Papa, ich mag dich

Jugendbefragung: Gespräche zwischen Vätern und Jugendlichen stärken die Beziehung

Wie viel Zeit verbringt ihr mit euren Vätern? Statistisch gesehen betreuen Männer ihre Kinder durchschnittlich 1,5 Stunden am Tag - nur halb so lange wie Mütter für sie da sind. Eine Studie zeigt aber jetzt, dass mit zunehmendem Alter der Kinder die Bedeutung der Väter für sie wächst. „Gerade in der Jugendphase werden sie für Gespräche, Orientierung und emotionale Unterstützung besonders wichtig“, erläutert Dr. Claudia Zerle-Elsäßer. Die Soziologin hat mit ihrem Team am Deutschen Jugendinstitut (DJI) in München zu der Bedeutung von Vätern von 12- bis 17-Jährigen geforscht. „Gegenüber ihren Teenagern müssen Eltern eine neue Balance finden: Jugendliche wünschen sich mehr Autonomie, brauchen aber weiterhin emotionale Unterstützung und Orientierung. Väter spielen dabei eine wichtige Rolle.“

Die Beziehung zum Vater wird laut der Studie besser bewertet, wenn häufig gemeinsame Gespräche stattfinden: 67 Prozent der Kinder, deren Vater „sehr viel“ mit ihnen kommuniziert, nannten die Beziehung zu ihm „sehr gut“. Zum Vergleich: Jungen und Mädchen, deren Papas sich selten mit ihnen unterhalten gaben nur zu 20 Prozent die Bestnote. „Spannend war es zu sehen, dass das langfristig in noch stärkerem Maß für heute junge Erwachsene gilt, wenn sie sich an ihre Kindheit zurückerinnern“, so Forscher Thomas Eichhorn. „Bei ihnen steigt der Wert der ‚sehr guten‘ Beziehungsqualität auf 82 Prozent.“ Die Zahl schrumpft auf 7 Prozent, wenn das männliche Elternteil nicht gesprächsoffen war.

Untersucht haben die Forschenden auch, wie sich gefühlsbetonte Wärme im Umgang auswirkt. Auch hier belegen die Zahlen: Emotional offenes, positives Erziehungsverhalten verbinden Kinder mit einer höheren Bedeutung ihres Vaters.

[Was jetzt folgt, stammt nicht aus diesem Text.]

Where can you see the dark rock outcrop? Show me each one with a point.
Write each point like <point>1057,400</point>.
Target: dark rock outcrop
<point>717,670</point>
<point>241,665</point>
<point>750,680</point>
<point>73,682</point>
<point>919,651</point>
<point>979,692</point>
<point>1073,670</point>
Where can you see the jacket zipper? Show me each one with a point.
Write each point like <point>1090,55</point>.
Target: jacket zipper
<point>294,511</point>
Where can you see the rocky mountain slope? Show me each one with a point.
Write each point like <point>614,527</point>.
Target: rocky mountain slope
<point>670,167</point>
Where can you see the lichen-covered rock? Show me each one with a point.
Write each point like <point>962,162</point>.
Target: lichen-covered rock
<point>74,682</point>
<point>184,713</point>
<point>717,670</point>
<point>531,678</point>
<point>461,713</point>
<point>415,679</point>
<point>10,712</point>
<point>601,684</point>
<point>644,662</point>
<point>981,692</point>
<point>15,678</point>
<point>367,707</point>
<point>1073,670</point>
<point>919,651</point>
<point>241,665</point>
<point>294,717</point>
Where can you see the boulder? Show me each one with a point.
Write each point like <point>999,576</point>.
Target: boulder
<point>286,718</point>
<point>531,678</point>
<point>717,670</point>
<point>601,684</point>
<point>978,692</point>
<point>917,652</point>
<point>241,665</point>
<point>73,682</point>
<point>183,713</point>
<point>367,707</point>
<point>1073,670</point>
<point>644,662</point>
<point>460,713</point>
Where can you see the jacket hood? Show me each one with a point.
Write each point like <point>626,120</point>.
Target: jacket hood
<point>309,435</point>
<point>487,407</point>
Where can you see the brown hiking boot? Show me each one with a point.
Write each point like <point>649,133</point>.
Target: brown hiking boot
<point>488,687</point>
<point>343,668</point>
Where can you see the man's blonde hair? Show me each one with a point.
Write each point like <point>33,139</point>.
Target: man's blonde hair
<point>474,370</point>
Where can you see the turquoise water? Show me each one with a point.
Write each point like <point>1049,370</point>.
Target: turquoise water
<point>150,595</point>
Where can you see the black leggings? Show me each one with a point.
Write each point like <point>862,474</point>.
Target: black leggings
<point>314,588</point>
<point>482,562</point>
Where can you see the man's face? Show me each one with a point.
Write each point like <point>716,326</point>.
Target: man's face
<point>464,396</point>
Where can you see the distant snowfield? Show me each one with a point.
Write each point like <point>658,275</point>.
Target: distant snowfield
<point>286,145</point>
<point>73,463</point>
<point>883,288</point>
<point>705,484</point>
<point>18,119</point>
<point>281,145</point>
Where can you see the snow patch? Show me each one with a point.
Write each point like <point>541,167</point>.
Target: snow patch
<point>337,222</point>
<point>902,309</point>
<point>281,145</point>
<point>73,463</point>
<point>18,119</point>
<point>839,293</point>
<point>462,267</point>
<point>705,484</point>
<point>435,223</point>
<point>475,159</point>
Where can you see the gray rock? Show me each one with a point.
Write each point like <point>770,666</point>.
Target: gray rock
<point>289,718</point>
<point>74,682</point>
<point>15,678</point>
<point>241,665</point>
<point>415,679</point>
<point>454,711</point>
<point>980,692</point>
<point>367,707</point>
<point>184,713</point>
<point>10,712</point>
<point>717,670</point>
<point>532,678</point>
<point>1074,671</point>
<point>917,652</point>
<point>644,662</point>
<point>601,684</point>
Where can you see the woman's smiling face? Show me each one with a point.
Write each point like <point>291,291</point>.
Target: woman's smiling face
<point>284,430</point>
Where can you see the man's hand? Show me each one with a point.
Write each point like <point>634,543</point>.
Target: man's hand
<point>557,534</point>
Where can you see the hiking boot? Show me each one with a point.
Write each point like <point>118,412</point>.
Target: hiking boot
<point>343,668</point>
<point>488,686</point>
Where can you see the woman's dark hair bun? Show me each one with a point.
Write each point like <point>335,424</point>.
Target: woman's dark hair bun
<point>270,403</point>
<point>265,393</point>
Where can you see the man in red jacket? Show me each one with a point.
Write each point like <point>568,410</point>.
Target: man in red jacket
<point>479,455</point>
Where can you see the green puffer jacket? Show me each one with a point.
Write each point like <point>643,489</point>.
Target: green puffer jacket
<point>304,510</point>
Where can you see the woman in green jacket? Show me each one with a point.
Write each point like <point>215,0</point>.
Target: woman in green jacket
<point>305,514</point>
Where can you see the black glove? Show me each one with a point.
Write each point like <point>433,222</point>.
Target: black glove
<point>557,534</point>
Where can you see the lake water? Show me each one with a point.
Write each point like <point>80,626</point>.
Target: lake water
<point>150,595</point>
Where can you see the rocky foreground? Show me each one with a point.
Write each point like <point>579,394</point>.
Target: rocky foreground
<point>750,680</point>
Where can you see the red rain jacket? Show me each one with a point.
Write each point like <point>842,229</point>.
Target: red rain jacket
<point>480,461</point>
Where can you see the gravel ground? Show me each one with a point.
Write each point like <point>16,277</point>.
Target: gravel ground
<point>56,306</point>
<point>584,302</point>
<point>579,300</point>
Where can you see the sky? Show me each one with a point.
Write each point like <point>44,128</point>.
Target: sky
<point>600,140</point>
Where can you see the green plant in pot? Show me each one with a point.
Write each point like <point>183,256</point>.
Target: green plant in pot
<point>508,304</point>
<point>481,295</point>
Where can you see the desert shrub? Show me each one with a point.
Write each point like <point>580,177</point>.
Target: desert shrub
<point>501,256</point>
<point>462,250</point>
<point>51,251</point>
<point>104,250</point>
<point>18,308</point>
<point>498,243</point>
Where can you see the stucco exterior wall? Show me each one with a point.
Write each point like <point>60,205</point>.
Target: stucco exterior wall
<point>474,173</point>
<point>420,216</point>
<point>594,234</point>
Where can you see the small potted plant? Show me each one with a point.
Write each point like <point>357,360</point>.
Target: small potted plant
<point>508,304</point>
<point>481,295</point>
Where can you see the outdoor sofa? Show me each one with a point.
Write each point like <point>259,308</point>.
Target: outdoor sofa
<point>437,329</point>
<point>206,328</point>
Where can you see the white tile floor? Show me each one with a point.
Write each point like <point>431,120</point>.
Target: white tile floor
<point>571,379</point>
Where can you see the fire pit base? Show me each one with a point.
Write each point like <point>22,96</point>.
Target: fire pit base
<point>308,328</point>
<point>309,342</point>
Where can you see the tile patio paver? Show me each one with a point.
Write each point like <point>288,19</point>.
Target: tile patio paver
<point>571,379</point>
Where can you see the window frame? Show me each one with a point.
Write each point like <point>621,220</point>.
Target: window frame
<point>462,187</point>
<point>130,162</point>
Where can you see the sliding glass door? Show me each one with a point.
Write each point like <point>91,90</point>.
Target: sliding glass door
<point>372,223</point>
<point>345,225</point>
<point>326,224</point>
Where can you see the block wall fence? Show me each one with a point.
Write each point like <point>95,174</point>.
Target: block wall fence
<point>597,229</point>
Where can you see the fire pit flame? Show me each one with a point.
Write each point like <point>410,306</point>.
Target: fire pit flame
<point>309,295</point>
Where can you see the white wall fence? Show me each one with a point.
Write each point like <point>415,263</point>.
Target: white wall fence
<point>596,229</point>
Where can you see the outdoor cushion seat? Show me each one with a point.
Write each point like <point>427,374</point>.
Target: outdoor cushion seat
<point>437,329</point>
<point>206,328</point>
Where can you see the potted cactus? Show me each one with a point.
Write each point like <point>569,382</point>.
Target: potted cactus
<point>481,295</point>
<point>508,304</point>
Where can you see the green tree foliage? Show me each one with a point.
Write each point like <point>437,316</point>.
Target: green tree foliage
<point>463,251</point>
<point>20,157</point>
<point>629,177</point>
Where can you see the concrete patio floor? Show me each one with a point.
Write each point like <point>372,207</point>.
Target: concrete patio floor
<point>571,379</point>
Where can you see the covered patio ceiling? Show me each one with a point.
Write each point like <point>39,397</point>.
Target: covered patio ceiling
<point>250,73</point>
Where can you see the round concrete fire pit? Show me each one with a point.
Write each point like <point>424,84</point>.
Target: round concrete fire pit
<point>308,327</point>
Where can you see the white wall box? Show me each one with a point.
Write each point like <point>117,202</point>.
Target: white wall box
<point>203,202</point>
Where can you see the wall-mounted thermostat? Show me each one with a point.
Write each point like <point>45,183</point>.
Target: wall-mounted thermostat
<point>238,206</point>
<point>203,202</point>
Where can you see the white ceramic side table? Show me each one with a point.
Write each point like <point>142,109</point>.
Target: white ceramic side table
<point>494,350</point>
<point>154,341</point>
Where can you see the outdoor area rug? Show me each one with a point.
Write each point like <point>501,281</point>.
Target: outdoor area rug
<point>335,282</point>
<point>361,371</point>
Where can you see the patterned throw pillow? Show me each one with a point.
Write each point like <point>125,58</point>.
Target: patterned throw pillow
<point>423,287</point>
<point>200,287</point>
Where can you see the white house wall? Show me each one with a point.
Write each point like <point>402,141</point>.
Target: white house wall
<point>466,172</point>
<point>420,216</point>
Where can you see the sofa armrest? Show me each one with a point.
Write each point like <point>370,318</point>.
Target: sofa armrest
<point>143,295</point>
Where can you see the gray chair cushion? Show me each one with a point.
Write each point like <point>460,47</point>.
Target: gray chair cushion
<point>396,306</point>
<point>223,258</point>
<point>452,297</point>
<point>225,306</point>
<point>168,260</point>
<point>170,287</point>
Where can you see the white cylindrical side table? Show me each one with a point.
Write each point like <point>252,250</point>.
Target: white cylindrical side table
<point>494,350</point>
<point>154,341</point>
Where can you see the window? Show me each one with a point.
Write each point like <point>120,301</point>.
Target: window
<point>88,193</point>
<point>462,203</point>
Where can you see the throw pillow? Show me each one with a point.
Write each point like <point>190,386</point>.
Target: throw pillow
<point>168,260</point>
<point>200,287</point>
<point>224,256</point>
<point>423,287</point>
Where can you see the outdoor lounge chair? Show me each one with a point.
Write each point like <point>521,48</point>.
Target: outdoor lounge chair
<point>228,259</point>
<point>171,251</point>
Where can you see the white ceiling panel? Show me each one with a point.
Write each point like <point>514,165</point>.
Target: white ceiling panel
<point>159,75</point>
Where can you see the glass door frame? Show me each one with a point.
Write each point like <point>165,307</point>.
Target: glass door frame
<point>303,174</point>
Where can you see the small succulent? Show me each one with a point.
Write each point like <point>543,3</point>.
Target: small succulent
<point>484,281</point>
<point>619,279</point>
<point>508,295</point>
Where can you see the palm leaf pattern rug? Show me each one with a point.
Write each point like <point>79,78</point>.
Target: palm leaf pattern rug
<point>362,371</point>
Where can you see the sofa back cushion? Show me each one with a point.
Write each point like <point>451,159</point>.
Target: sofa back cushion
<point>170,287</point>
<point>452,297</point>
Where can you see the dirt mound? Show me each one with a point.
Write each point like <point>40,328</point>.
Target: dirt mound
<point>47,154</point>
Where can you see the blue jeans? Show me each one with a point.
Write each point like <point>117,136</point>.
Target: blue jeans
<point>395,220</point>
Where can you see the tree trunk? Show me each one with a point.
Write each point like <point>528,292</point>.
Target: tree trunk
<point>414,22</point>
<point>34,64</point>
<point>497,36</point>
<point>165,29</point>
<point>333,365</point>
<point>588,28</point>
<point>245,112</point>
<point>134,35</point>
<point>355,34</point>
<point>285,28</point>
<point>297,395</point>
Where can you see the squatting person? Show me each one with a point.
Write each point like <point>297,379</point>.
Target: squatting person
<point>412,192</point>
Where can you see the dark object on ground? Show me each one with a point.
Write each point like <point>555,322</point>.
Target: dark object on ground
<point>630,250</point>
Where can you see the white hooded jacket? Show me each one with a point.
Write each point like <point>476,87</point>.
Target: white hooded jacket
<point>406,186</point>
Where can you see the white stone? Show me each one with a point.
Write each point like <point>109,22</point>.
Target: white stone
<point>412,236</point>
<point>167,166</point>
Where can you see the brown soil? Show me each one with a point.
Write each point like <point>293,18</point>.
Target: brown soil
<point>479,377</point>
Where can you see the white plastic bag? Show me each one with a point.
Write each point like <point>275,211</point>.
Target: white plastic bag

Weniger Beruf und mehr Familie

Männer, die Familie vor den Beruf stellen: Das kommt bei den befragten Jugendlichen gut an. „Väter, die ihre Familie sichtbar priorisieren, werden von ihren Kindern als besonders wichtige Bezugspersonen wahrgenommen“, sagt Dr. Claudia Zerle-Elsäßer. 82 Prozent der 12- bis 17-Jährigen, deren Väter die Idee gut fanden, zumindest bis zum Schuleintritt der Kinder beruflich kürzer zu treten, berichten von einer „sehr guten“ Beziehungsqualität zu ihren Vätern. DJI-Forscherin Zerle-Elsäßer fasst zusammen: „Engagierte Vaterschaft lohnt sich.“

An dem nun vorgelegten Zwischenbericht forschte seit April 2025 ein Team des DJI unter Leitung von Dr. Claudia Zerle-Elsäßer. Basis bildete die Analyse repräsentativer Datensätze der Jahre 2009 bis 2023, mit der die Wissenschaftler:innen die Rolle von Vätern in Deutschland in der frühen Jugendphase ihrer Kinder beleuchten.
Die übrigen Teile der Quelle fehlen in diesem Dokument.